Em Cannes, é preciso jogar com o regulamento na mão
Não basta ter a grande ideia, entender os inúmeros meandros dos bastidores do festival e seu caro e complexo processo de inscrições é fundamental para chegar ao pódio
Em Cannes, é preciso jogar com o regulamento na mão
BuscarNão basta ter a grande ideia, entender os inúmeros meandros dos bastidores do festival e seu caro e complexo processo de inscrições é fundamental para chegar ao pódio
Isabella Lessa
15 de junho de 2025 - 15h46
Uma das coletivas dos júris de Cannes em 2024, com os brasileiros Anselmo Ramos e Diogo Machado (Crédito: Divulgação)

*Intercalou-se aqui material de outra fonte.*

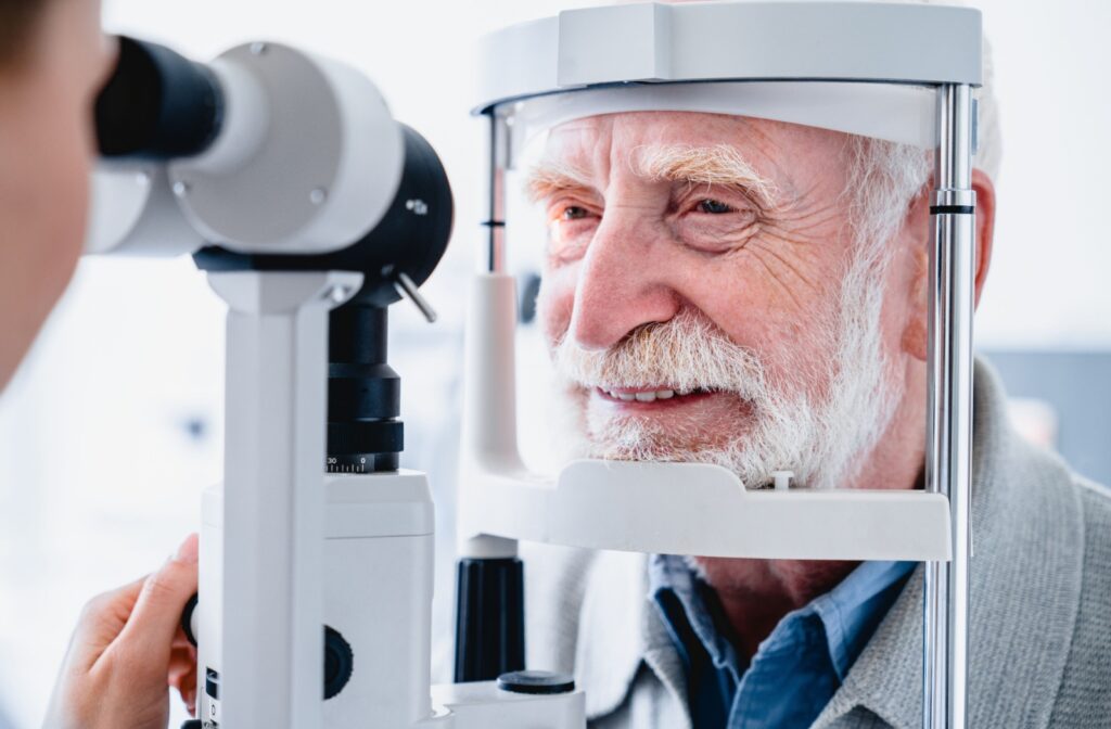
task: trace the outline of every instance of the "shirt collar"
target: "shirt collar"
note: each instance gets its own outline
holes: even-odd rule
[[[832,590],[785,615],[759,650],[773,650],[791,642],[803,635],[797,626],[817,617],[824,628],[825,647],[838,680],[843,681],[852,662],[898,597],[891,588],[910,575],[914,565],[862,562]],[[667,613],[668,608],[661,601],[664,592],[678,599],[687,622],[714,667],[730,670],[734,680],[740,680],[741,662],[728,639],[729,628],[722,625],[723,618],[715,613],[712,603],[703,599],[699,578],[685,558],[657,555],[649,561],[649,597]],[[667,622],[673,623],[677,619],[679,616],[668,616]]]
[[[992,598],[973,599],[971,606],[975,642],[969,656],[970,696],[977,705],[990,708],[993,726],[1028,726],[1030,717],[1022,713],[1027,705],[1013,697],[1051,696],[1064,670],[1080,601],[1083,517],[1079,505],[1047,488],[1050,479],[1070,478],[1063,467],[1031,476],[1031,471],[1047,470],[1044,457],[1031,461],[1030,447],[1010,430],[1005,396],[981,361],[977,361],[974,392],[971,591]],[[1029,533],[1031,525],[1040,525],[1037,539]],[[645,559],[644,555],[600,552],[588,572],[575,672],[587,692],[591,719],[621,703],[643,662],[675,701],[685,695],[682,671],[663,660],[674,655],[671,639],[644,599],[649,589]],[[897,729],[920,729],[920,576],[921,570],[915,570],[814,722],[815,729],[831,726],[858,706]],[[1001,610],[1000,606],[1039,608]],[[1029,642],[1027,655],[1041,656],[1041,660],[1011,665],[1008,681],[989,682],[984,677],[998,671],[991,661],[1013,652],[1007,643],[1014,636]],[[1007,696],[988,693],[1004,689]]]

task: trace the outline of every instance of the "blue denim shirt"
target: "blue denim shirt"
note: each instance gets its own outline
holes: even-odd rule
[[[841,686],[915,562],[862,562],[793,610],[745,663],[710,587],[681,557],[653,556],[650,593],[687,668],[694,729],[805,729]]]

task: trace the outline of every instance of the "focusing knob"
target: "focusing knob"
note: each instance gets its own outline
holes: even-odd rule
[[[343,639],[339,630],[324,626],[324,700],[343,690],[353,669],[351,643]]]

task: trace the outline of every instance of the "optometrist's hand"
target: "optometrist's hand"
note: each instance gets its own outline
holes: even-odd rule
[[[70,640],[44,729],[166,729],[167,687],[190,710],[197,653],[180,627],[197,592],[197,535],[157,572],[86,606]]]

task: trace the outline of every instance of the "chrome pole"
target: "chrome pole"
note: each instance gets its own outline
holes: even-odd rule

Em um passado analógico não tão distante, o processo de inscrição de campanhas no Festival Internacional de Criatividade de Cannes era físico: ganhava forma com formulários impressos, boards de apresentação e fitas de vídeo dos cases. Quando finalizados, esses materiais lotavam bagagens e atravessavam o Oceano Atlântico para chegar às mãos da organização e aos olhos críticos do júri.
Hoje, há quem possa imaginar que submeter um trabalho publicitário à análise na premiação de criatividade mais cobiçada da indústria tenha se tornado tarefa simples — afinal, a internet chegou e removeu, em muitos casos, a necessidade de se transmitir mensagens por meio de objetos.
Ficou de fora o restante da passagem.